Reputation: 1372
I have a list of dictionaries l1, that looks like this:
[{'A1': 'string',
'B1': {'ba': 'string',
'bb': 'string',
'bc': 'string',
'bd': 'string',
'be': 'string'},
'C1': {'ca': 'string',
'cb': [[[123,123],[123,123]]]},
'D1': 'string'},
...]
Some of the dictionaries (l1 elements) might have some of the keys missing, for example, the second list element of l1 might not have 'bc':''string' key/value pair.
I need to extract the following top and nested key/value elements into a dataframe, which will look like this:
bc bd cb D1
string string [[[123,123],[123,123]]] string
N/A string [[[123,123],[123,123]]] string
...
string N/A [[[123,123],[123,123]]] string
The code I have is below:
temp_df = pd.DataFrame(columns = ['bc','bd','cb','D1']
for i in l1:
temp_df = temp_df.append({'bc': i.get(['B1']['bc'],'N/A'),
'bd': i.get(['B1']['bd'],'N/A'),
'cb': i.get(['C1']['cb'],'N/A'),
'D1': i.get(['D1'],'N/A')},
ignore_index=True)
The error I am getting is below:
---------------------------------------------------------------------------
TypeError Traceback (most recent call last)

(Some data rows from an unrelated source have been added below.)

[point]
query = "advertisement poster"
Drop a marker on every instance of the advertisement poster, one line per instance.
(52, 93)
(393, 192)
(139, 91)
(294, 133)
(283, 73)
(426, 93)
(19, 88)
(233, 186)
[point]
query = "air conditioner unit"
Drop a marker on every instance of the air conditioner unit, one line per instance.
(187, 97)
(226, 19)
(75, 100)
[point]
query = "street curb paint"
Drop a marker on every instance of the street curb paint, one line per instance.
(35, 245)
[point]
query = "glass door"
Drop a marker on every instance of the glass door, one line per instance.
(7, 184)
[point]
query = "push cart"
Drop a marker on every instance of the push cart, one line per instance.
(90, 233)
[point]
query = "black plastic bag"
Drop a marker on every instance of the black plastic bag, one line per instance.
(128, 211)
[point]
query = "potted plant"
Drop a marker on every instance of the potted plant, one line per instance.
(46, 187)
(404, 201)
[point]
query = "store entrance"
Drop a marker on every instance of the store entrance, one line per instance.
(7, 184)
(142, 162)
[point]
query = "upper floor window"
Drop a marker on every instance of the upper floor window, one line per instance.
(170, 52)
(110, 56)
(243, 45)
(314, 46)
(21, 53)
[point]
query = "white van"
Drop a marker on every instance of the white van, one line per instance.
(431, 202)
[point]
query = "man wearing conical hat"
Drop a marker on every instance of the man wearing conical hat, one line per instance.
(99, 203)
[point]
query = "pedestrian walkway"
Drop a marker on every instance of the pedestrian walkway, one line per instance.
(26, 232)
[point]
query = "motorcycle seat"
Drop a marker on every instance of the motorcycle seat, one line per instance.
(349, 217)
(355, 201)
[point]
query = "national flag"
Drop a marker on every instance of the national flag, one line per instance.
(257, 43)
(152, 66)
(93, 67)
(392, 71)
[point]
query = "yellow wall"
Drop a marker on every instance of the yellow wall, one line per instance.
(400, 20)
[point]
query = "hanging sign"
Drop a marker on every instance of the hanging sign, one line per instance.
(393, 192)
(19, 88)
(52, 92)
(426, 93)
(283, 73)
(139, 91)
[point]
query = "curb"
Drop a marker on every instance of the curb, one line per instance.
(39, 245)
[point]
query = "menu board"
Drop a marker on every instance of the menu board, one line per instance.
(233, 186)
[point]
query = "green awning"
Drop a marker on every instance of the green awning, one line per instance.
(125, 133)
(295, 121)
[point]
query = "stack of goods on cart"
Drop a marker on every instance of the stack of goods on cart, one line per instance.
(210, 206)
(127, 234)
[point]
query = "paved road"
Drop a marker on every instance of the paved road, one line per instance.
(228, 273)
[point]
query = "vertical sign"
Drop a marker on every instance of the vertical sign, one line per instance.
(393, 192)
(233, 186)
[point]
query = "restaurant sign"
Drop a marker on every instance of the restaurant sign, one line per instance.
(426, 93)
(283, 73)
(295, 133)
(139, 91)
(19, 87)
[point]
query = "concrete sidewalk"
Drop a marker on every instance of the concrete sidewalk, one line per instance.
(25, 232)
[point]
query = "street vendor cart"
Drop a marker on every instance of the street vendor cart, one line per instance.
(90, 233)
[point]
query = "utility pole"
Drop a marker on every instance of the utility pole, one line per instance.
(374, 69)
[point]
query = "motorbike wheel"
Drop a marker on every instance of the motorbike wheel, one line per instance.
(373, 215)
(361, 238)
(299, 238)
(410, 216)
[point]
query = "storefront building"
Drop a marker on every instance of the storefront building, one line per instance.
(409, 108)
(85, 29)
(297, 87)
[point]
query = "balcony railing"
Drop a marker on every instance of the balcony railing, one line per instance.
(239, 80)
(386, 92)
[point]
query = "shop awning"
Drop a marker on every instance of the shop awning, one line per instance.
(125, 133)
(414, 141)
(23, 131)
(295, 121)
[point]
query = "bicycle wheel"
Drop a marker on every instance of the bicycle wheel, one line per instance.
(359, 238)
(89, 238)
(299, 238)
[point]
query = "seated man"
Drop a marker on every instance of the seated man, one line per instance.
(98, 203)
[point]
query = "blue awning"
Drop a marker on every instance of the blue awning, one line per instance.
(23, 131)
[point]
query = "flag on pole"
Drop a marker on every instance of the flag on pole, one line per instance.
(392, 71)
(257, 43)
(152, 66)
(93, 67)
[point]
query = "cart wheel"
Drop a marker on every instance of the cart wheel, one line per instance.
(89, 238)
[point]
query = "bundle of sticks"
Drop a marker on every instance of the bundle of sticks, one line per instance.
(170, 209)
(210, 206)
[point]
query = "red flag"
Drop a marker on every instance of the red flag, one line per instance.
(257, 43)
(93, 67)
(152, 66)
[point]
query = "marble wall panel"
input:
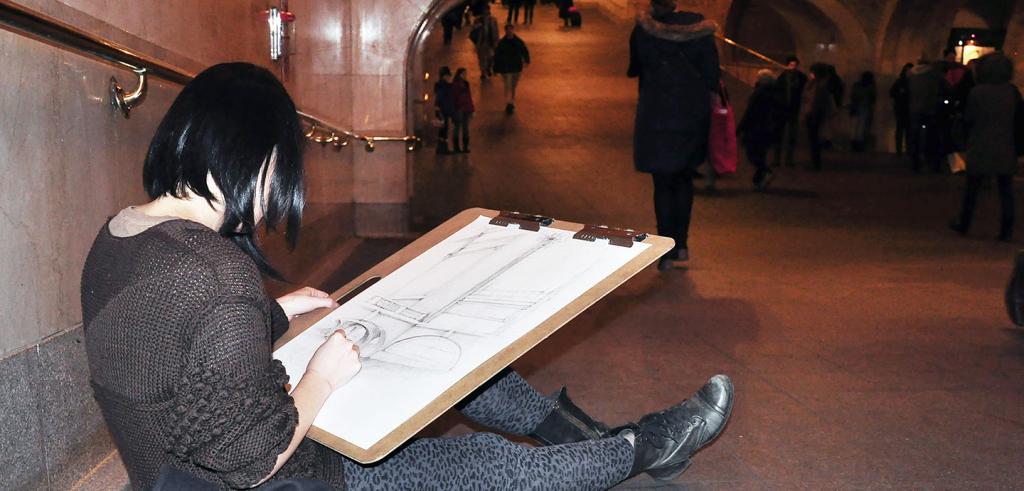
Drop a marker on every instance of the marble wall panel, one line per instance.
(380, 176)
(381, 34)
(29, 133)
(208, 32)
(330, 176)
(75, 437)
(69, 162)
(379, 104)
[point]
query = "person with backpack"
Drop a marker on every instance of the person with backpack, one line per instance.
(761, 126)
(510, 57)
(464, 109)
(443, 108)
(484, 38)
(990, 119)
(674, 56)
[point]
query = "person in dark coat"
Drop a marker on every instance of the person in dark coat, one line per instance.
(761, 124)
(675, 57)
(464, 109)
(929, 90)
(484, 36)
(510, 57)
(563, 9)
(821, 108)
(863, 96)
(452, 19)
(991, 151)
(791, 85)
(513, 15)
(443, 108)
(527, 11)
(900, 93)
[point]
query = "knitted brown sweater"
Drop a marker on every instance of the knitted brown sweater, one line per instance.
(178, 330)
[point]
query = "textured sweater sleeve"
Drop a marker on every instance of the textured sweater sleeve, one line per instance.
(231, 413)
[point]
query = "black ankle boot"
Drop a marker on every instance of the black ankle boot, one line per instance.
(567, 423)
(665, 441)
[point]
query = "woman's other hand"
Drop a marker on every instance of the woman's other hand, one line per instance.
(335, 362)
(304, 300)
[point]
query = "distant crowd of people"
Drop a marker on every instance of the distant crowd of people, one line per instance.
(506, 55)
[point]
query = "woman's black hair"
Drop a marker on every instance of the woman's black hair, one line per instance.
(228, 122)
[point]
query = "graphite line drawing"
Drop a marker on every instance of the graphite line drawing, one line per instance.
(471, 292)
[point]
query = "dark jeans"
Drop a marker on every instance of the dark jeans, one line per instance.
(1006, 187)
(513, 16)
(902, 133)
(787, 141)
(527, 13)
(460, 137)
(673, 207)
(449, 31)
(814, 139)
(757, 153)
(925, 142)
(442, 132)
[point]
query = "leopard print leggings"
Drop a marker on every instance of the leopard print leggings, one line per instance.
(487, 461)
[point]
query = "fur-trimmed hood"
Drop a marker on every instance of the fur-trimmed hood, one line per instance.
(675, 32)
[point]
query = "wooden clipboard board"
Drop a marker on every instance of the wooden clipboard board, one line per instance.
(485, 371)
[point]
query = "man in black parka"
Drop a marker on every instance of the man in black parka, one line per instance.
(674, 55)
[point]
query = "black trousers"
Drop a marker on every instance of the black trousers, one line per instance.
(925, 141)
(1006, 187)
(814, 138)
(787, 142)
(527, 13)
(757, 153)
(902, 132)
(673, 207)
(513, 16)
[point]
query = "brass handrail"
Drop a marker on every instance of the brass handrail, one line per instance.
(750, 51)
(29, 23)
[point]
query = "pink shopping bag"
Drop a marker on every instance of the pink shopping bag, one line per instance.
(722, 137)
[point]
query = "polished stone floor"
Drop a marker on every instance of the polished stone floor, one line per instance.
(868, 345)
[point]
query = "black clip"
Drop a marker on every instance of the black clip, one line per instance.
(523, 220)
(619, 237)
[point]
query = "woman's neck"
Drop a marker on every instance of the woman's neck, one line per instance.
(190, 208)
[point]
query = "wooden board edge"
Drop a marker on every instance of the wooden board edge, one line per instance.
(472, 380)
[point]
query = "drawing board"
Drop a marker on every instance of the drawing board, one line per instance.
(450, 312)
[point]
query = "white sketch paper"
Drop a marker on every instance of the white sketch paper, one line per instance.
(435, 319)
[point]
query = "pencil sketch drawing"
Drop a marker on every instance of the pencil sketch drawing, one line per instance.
(424, 324)
(435, 319)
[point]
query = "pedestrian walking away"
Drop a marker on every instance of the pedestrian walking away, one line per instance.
(464, 109)
(821, 107)
(513, 15)
(444, 109)
(760, 128)
(991, 149)
(929, 90)
(863, 95)
(791, 84)
(527, 11)
(511, 56)
(900, 93)
(484, 37)
(674, 56)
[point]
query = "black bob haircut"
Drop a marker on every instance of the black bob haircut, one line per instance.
(228, 122)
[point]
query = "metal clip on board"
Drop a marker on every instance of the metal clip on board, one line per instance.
(522, 220)
(619, 237)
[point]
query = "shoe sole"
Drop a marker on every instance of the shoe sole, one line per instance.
(670, 474)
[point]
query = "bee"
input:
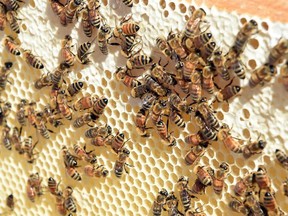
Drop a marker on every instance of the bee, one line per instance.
(66, 53)
(198, 187)
(252, 202)
(207, 50)
(57, 7)
(139, 91)
(262, 75)
(278, 52)
(120, 164)
(192, 26)
(29, 148)
(138, 61)
(230, 143)
(262, 179)
(285, 187)
(83, 52)
(86, 24)
(227, 92)
(154, 86)
(70, 10)
(194, 155)
(159, 202)
(207, 79)
(13, 21)
(140, 121)
(219, 176)
(207, 113)
(237, 66)
(11, 45)
(162, 44)
(185, 196)
(158, 109)
(250, 28)
(85, 102)
(172, 204)
(219, 63)
(238, 206)
(32, 60)
(253, 148)
(98, 108)
(203, 174)
(123, 76)
(195, 88)
(53, 186)
(162, 130)
(174, 42)
(95, 170)
(282, 158)
(63, 106)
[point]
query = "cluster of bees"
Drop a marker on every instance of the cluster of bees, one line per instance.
(254, 195)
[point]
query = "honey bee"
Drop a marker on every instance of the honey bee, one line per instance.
(227, 92)
(159, 202)
(138, 61)
(32, 60)
(203, 174)
(103, 34)
(262, 75)
(195, 88)
(198, 187)
(237, 66)
(120, 164)
(95, 170)
(278, 52)
(192, 26)
(194, 155)
(63, 106)
(10, 202)
(285, 187)
(174, 42)
(253, 148)
(162, 130)
(282, 158)
(250, 28)
(238, 206)
(284, 75)
(71, 8)
(219, 176)
(13, 21)
(11, 45)
(219, 63)
(66, 53)
(229, 142)
(83, 52)
(162, 44)
(252, 202)
(57, 7)
(53, 186)
(262, 179)
(140, 121)
(98, 108)
(184, 192)
(123, 76)
(139, 91)
(207, 79)
(172, 204)
(85, 102)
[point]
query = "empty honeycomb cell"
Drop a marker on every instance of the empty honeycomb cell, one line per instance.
(252, 63)
(265, 25)
(254, 43)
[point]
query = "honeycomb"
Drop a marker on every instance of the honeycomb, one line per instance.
(262, 110)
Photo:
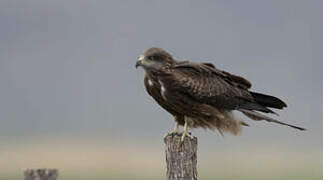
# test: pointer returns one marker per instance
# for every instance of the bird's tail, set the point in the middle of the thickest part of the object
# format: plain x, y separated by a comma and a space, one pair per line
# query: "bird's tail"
258, 117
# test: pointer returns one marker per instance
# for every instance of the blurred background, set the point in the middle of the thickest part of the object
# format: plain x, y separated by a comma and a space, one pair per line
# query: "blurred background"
71, 98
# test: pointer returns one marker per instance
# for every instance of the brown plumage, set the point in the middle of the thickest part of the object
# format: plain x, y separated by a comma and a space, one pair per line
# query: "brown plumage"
201, 95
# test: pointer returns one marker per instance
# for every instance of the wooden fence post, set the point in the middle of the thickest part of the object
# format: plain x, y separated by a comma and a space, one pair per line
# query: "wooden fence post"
41, 174
181, 158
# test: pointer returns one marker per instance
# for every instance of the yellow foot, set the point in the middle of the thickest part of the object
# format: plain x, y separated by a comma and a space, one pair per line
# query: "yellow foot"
188, 134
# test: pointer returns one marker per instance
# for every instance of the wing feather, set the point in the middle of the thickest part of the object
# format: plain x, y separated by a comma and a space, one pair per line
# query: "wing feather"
209, 85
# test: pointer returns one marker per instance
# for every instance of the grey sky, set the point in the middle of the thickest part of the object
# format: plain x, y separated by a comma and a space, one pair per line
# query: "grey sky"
67, 67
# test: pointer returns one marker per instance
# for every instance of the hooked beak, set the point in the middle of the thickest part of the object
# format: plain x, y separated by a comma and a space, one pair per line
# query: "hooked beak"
139, 62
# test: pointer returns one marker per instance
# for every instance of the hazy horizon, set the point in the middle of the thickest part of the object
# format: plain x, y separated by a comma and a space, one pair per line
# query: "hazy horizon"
67, 72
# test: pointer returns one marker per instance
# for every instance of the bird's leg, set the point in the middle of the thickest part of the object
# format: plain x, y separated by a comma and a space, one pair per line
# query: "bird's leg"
185, 132
175, 128
175, 131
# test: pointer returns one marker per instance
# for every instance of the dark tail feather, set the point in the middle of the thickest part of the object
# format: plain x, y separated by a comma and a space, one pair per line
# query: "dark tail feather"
256, 107
257, 116
268, 101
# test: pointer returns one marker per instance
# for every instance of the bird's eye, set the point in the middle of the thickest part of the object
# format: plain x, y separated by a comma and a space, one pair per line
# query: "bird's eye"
150, 57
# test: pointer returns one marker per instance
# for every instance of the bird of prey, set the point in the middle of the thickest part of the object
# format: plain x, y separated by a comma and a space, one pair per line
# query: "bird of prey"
200, 95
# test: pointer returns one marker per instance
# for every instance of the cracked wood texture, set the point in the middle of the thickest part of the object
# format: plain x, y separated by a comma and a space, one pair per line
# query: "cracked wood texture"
41, 174
181, 158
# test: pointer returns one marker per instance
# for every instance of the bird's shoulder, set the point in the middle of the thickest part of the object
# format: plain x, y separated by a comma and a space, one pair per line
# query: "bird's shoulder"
208, 70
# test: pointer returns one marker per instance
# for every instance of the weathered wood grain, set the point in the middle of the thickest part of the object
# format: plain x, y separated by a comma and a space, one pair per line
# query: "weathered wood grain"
181, 158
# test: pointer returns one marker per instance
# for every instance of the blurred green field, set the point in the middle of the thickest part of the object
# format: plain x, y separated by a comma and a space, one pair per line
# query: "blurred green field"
85, 160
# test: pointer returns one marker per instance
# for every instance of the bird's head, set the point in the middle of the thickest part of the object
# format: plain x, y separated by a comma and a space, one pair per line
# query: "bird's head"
154, 58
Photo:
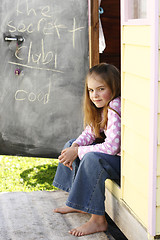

<ipython-input-113-543c6addad42> in <module>
1 for i in l1:
----> 2 temp_df = temp_df.append({'bc': i.get(['B1']['bc'],'N/A'),
3 'bd': i.get(['B1']['bd'],'N/A'),
4 'C1': i.get(['C1']['cb'],'N/A'),
5 'D1': i.get(['D1'],'N/A')},
TypeError: list indices must be integers or slices, not str
What am I doing wrong?
Upvotes: 1
Views: 387
Reputation: 9308
You can refer to @Psidom's answer for your error, however, to achieve what you are trying to do, you can alternatively use json_normalize
.
pd.json_normalize(l1).rename(columns={
'B1.bc': 'bc',
'B1.bd': 'bd',
'C1.cb': 'cb'
}).fillna('N/A')[['bc', 'bd', 'cb', 'D1']]
Upvotes: 3
Reputation: 214957
Instead of i.get(['B1']['bc'],'N/A')
, which is not valid python syntax, using i.get('B1', {}).get('bc', 'N/A')
to get nested keys. Also don't dynamically append to pandas dataframe, it's slow. Append to list first and then convert the list to dataframe.
lst = []
for i in l1:
lst.append({
'bc': i.get('B1', {}).get('bc', 'N/A'),
'bd': i.get('B1', {}).get('bd', 'N/A'),
'cb': i.get('C1', {}).get('cb', 'N/A'),
'D1': i.get('D1', 'N/A')
})
pd.DataFrame(lst)
bc bd cb D1
0 string string [[[123, 123], [123, 123]]] string
Upvotes: 5